MAFP legislative rep Dave Renner, CAE, shares about a bill recently introduced in the Minnesota Senate, offering an alternative to the provider tax—a claims expenditure assessment.
SF 2616 creates a new claims expenditure assessment (CEA), a two percent assessment on paid claims at the health plan and third-party administrator level. The CEA is as broad-based as the provider tax but removes the burden of assessing and collecting the tax from physicians and other providers. Another difference is that the CEA is only assessed on paid claims. This means that patients who are paying for their care with out-of-pocket cash or receiving care that is not covered by their insurer will not have to pay the tax.

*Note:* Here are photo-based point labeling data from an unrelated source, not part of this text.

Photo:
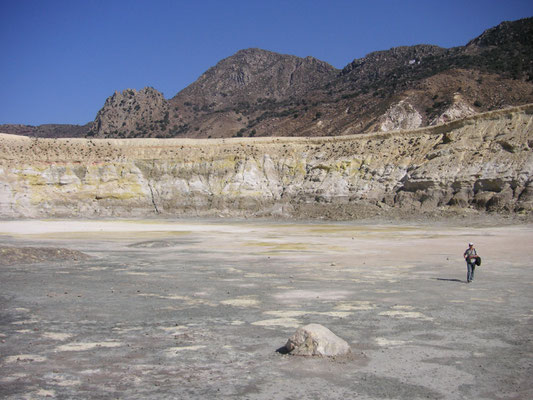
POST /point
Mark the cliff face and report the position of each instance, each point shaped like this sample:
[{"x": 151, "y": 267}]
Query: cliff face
[{"x": 483, "y": 162}]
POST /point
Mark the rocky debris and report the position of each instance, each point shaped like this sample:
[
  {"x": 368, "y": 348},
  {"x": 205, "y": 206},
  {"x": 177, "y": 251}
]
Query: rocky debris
[
  {"x": 31, "y": 255},
  {"x": 400, "y": 116},
  {"x": 316, "y": 340},
  {"x": 457, "y": 110}
]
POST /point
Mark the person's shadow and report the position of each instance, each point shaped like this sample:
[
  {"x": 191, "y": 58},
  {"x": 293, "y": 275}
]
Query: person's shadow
[{"x": 448, "y": 280}]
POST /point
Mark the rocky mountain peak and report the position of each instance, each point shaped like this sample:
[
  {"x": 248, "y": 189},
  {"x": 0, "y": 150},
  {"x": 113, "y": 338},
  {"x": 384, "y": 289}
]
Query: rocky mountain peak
[
  {"x": 251, "y": 74},
  {"x": 130, "y": 112}
]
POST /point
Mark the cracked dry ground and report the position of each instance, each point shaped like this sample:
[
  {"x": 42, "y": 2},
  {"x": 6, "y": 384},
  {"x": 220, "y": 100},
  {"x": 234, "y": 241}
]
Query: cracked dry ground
[{"x": 196, "y": 309}]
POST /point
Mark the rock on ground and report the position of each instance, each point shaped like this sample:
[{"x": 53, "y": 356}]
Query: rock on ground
[{"x": 316, "y": 340}]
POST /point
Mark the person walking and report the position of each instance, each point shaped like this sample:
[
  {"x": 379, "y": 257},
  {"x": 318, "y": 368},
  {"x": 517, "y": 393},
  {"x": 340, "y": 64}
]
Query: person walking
[{"x": 470, "y": 256}]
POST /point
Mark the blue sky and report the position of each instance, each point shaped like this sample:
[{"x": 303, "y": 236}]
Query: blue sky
[{"x": 62, "y": 58}]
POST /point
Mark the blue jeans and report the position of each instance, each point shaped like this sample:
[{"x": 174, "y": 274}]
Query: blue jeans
[{"x": 470, "y": 267}]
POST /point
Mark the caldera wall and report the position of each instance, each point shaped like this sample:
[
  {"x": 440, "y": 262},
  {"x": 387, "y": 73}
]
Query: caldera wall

This bill has strong bipartisan support and is authored by Senator Jim Abeler (R-Anoka), Senator Melisa Franzen (DFL-Edina), Senator Scott Jensen, MD (R-Chaska) and Senator Matt Klein, MD (DFL-Mendota Heights).
If the Legislature takes no action this year, the provider tax will sunset without identifying an alternative funding source. This will create a $700 million annual hole in funding such essential healthcare programs as MinnesotaCare, Medical Assistance, the Statewide Health Improvement Partnership and more. These programs are too important to ALL Minnesotans to go unfunded.
We are willing to look at alternatives to the provider tax (like this proposal); but, in the end, the MAFP supports continued, long-term funding for safety net programs.